Just to clarify-I am talking about much more than refocusing......I am talking about sweat dripping, begging to stop WORK. That way the barn becomes his place to rest. I do the same thing with horses who act stupid at something they have seen a gajillion times. We work hard everywhere else, and the only time they are allowed to go to that place is when they want to rest.

Obviously you don;t keep doing it once they "get it", but sometimes they do need a little "refresher".......:wink:


----------



## Celeste (Jul 3, 2011)

I had a mare like that. She would go absolutely anywhere except back home. I normally don't believe in giving treats when we get back to the barn, but I did with her. With my horse, I think it was because she was confined to a small paddock and was bored. When I moved her to a new location, she did much better. She ended up being one of the best trail horses that I ever rode. I believe that it you asked her, would have taken you through the pits of Hades just to see what was on the other side. 

Feed her a bit of something sweet when you get back home. Also, go on longer rides. She will most likely get better.


----------



## Silent one (Aug 22, 2011)

I had a National Show Horse gelding who was just like the one you are describing, he HATED to go home. Always wanted to see what was over the next hill or around the next bend.

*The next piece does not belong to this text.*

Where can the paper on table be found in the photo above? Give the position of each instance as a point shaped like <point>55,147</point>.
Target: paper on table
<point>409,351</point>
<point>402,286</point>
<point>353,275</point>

I finally got him over it with LOTS of hard work. I mean, to the point where I absolutely couldn't wait to get off, LOL! He started to learn that going out meant lots of tiring work, and coming home meant a nice rubdown with lots of treats and rest. Took a while but he turned out to be an awesome trail horse.

I sold him to some friends of mine. He still loves to go out on trails and will go as long as you will, but has enough sense to go home now too.


----------